Heat in residence halls prompts student complaints

The University turned on the heat for the winter months in buildings across campus this week, but with outside temperatures in the District reaching 80 degrees at times, students interviewed said the heat in buildings have made them uncomfortable and frustrated.

Juan Ibanez, associate vice president for Facilities, said the heat was turned on the weekend of Oct. 10 and 11, but noted D.C. weather in the fall is “finicky with wide, rapid and unexpected swings in temperatures.”

“The switch to heat began the weekend of Oct. 10 – 11 and was completed on Oct. 13,” Ibanez said. “I think we made the right call to switch to heat when we did because Oct. 16 ended up being the coldest day for that date in 138 years, as recorded by the National Weather Service.”

More than a dozen students interviewed by The Hatchet, however, said they are aggravated that they have no control over the temperature in their rooms and are using fans and opening windows to stay cool.

“It’s been extremely hot,” Shakeera Datwani, a sophomore living in Ivory Tower, said. “The hallways are hot. The rooms are hot. We keep all the windows open all the time and I have a fan on all the time but it doesn’t really help. I wake up a lot more during the night.”

Elaine Till, a sophomore living in JBKO, echoed Datwani’s sentiments.
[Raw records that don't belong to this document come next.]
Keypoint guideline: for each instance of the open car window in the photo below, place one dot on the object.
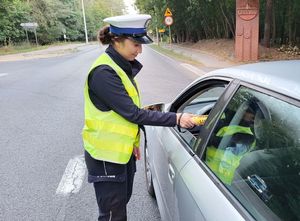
(254, 151)
(200, 103)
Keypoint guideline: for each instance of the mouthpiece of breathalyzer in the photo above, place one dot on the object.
(200, 119)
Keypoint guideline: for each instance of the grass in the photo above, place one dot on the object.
(25, 47)
(175, 55)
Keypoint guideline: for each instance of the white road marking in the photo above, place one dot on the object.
(72, 179)
(193, 69)
(3, 74)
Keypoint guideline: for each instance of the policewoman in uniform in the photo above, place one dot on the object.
(113, 115)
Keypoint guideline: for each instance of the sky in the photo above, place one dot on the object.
(129, 4)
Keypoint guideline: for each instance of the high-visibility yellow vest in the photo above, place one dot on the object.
(107, 135)
(223, 162)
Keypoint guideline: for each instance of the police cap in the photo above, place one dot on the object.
(132, 26)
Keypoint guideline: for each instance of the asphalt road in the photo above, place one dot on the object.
(41, 106)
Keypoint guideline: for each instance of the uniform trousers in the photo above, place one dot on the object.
(113, 186)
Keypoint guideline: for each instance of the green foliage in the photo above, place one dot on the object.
(205, 19)
(55, 18)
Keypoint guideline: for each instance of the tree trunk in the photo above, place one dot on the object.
(226, 19)
(267, 30)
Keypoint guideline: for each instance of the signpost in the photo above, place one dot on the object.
(169, 21)
(30, 27)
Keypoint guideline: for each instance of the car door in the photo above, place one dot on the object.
(248, 161)
(175, 146)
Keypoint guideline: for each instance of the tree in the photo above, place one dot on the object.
(268, 20)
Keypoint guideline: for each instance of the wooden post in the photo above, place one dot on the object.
(247, 30)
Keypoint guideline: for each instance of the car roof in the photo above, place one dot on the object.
(280, 76)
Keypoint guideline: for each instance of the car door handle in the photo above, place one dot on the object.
(171, 173)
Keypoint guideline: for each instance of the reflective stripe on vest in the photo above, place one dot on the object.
(107, 135)
(223, 162)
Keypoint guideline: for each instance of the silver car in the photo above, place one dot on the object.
(244, 162)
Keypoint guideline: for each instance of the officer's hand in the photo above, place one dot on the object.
(137, 153)
(185, 120)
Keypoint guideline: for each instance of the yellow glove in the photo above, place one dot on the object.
(200, 119)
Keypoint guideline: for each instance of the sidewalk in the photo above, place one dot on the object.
(209, 61)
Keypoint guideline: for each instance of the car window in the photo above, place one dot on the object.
(200, 103)
(254, 150)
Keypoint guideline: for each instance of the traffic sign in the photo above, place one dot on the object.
(168, 13)
(168, 20)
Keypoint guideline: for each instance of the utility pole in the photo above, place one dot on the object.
(84, 21)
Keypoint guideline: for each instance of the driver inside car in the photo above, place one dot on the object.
(231, 143)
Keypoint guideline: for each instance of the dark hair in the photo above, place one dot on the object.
(106, 37)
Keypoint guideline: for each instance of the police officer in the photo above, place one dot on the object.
(113, 114)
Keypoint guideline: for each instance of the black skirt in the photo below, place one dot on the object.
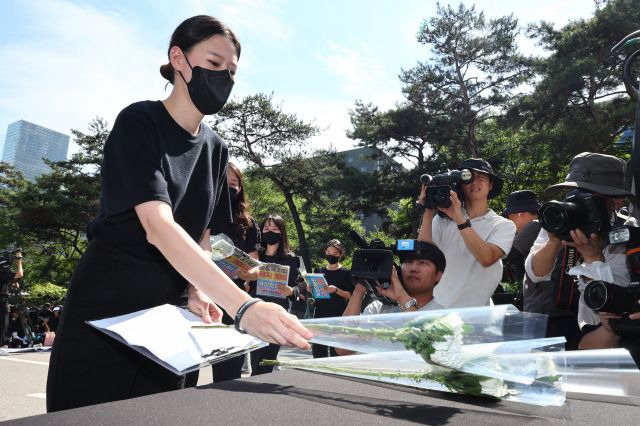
(87, 367)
“It’s been like two weeks now, so it is getting excessive,” Till said. “We have no control over our room so we are at the mercy of what they set the whole building at.”

Some students interviewed said they are having trouble sleeping and studying because their rooms are uncomfortably hot.

“I wake up several times a night because it’s too hot,” Ashley Dechelfin, a junior living in Ivory Tower, said. “It’s a gross feeling. We open the windows but they don’t open enough so we don’t get enough air. I’m sick and it makes it hard to breathe.”

Freshman Rochelee Shing said she and her roommate leave the room as much as possible to stay cool.

“My roommate and I have opened our windows,” Shing said. “We’ve done that for the past week or so. It’s a nuisance because it’s hard to open and close our windows. We go to the library more often because it is uncomfortable in the room.”

Sophomore Marianne Spencer, who lives in Munson Hall, said she thinks turning on the heat when the weather is still warm goes against the University’s green policies.

“In order to keep the heat from being unbearable, we have to keep the air conditioning running and open the windows, which seems counterproductive to GW’s green policies,” said Spencer, referencing the AC window unit in her room.

Ibanez said, however, that turning the heat off is not economical for the University.

“There are over 23 major residence halls with steam boilers, plus many other boilers in academic and staff facilities. It is not practical nor cost efficient to turn boilers on and off as this is a four to five day process, and with the swings in weather this time of year, we would never get through turning them off before there would be a need for heat and there would be none,” Ibanez said. “For example, the Weather Service shows a couple warm days this coming week, but the other days will be cool with night time temperatures near or below 50 degrees.”